You won't run into a snag with your PTIN. It doesn't matter. The number belongs to you, and not the entity.

I'm in MA and am considering being an LLC but taxed as an S-Corps. Other than the filing fees - which I admit are pricey - isn't it a good idea if one is profitable to be an LLC taxed as an S-corps? Or does it make sense to just be an S-corps and forget the whole LLC thing altogether? I am running a single member consulting company (I may have 1099-consultant "employees" but nothing more). I am also undecided about Turbo Tax versus hiring an accountant.
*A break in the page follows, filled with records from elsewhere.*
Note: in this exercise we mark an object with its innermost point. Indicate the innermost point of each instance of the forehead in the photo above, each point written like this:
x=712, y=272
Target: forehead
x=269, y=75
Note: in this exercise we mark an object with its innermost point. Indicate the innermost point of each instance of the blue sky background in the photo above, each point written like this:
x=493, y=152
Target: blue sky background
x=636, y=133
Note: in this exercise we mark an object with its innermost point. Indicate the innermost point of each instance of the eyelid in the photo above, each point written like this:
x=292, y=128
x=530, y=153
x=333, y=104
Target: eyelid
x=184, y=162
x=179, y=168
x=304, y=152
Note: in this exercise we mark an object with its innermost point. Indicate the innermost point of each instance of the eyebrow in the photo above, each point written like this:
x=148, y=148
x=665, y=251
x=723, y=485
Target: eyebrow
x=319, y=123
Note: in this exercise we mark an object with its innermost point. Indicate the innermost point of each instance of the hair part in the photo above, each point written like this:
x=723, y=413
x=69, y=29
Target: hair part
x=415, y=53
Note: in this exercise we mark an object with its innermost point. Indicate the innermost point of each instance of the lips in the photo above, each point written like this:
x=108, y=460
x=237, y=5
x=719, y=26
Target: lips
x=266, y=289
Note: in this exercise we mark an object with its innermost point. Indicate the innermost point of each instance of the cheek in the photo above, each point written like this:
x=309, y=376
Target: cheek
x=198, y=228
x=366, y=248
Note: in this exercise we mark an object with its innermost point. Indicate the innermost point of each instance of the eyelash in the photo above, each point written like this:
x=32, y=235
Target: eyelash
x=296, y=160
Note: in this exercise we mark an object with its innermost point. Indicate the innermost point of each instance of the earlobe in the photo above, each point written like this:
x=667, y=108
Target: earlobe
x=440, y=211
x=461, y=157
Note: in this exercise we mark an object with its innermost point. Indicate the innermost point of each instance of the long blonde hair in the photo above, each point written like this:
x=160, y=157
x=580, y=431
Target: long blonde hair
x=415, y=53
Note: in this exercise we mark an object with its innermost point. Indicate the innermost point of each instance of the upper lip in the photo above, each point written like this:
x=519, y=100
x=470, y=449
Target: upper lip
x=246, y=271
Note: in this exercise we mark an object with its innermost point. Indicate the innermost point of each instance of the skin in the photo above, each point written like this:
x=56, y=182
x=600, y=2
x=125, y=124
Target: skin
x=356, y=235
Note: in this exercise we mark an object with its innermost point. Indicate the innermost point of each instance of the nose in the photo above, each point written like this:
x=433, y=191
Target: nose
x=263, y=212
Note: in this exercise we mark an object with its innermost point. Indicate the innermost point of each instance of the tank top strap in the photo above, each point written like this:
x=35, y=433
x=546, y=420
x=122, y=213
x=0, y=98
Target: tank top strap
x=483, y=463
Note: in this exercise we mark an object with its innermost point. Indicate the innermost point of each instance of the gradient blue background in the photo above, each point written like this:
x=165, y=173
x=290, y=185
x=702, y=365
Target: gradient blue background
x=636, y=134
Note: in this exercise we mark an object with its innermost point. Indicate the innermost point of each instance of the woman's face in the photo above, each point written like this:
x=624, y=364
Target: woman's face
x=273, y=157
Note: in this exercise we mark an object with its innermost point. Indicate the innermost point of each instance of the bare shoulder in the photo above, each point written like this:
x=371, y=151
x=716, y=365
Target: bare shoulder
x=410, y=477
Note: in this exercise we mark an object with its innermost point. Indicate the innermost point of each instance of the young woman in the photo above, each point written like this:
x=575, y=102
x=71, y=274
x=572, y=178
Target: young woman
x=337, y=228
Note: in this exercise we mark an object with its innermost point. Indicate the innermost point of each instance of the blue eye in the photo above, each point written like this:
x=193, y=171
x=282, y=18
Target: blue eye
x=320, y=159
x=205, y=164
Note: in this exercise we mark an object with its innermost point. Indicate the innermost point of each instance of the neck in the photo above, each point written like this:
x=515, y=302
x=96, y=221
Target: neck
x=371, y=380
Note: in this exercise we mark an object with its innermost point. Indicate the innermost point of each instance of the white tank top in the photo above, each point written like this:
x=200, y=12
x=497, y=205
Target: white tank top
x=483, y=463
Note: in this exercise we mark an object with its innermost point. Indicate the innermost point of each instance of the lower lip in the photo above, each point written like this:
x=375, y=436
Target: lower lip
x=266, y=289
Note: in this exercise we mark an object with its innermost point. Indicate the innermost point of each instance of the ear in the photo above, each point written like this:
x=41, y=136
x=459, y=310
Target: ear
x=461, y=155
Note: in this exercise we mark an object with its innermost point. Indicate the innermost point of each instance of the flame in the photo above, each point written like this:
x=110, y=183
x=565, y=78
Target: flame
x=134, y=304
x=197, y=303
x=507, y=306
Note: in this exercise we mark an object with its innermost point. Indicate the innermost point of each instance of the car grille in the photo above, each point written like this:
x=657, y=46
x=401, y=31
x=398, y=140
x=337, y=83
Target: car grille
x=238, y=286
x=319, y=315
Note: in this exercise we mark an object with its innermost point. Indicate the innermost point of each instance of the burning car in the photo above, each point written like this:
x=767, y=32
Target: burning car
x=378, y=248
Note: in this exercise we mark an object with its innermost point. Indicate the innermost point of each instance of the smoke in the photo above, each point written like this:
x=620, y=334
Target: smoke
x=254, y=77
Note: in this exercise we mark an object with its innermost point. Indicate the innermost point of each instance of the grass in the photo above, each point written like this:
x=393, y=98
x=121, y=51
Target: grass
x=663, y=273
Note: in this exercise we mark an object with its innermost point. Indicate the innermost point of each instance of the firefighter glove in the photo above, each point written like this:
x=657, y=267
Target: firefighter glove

Any advice?

jamesray50
02-13-2012, 10:58 AM
(I may have 1099-consultant "employees" but nothing more).

You either have independent contractors who you send 1099's to or you have employee's, but you can't have consultant's that you consider employee's and then send a 1099 to at the end of the year. If you are controlling their work, supplying them their material, telling them what hours to work, etc. then most likely they are employees. If they are setting their own hours, use their own materials or equipment, send you an invoice for their services and work for other people, then they are independent contractors.

tennisboy
02-13-2012, 03:40 PM
They would be independent contractors. But that is not the crux of my question/concern. I would like to know the differences between being an LLC taxed as S-corps versus simply an S-corps

Thanks

Evan
02-15-2012, 10:03 PM
I'm in MA and am considering being an LLC but taxed as an S-Corps. Other than the filing fees - which I admit are pricey - isn't it a good idea if one is profitable to be an LLC taxed as an S-corps? Or does it make sense to just be an S-corps and forget the whole LLC thing altogether? I am running a single member consulting company (I may have 1099-consultant "employees" but nothing more). I am also undecided about Turbo Tax versus hiring an accountant. Any advice?

Why would it make any more sense? You're paying 100% more in taxes than if you just became the corporation to begin with, and you'd be filing the same forms anyways.

tennisboy
02-15-2012, 11:51 PM
Exactly. So no difference between S-Corps or LLC as a S-Corps except the latter is costlier in MA. (though the former has stricter requirements, like I have to pay myself a salary through a W-2, etc..)

Evan
02-16-2012, 09:39 PM
If you're taxed as an S-Corp, both would require you pay yourself a salary through a W-2, etc. They are identical, tax wise, in every regard, except for MA purposes where your tax will be double (entity-level tax).

An LLC taxed as an S-Corp doesn't have any "less" strict requirements. By electing to be an S-Corp, you're agreeing to ALL of the terms as if you were a corporation electing to be taxed as an S-Corp.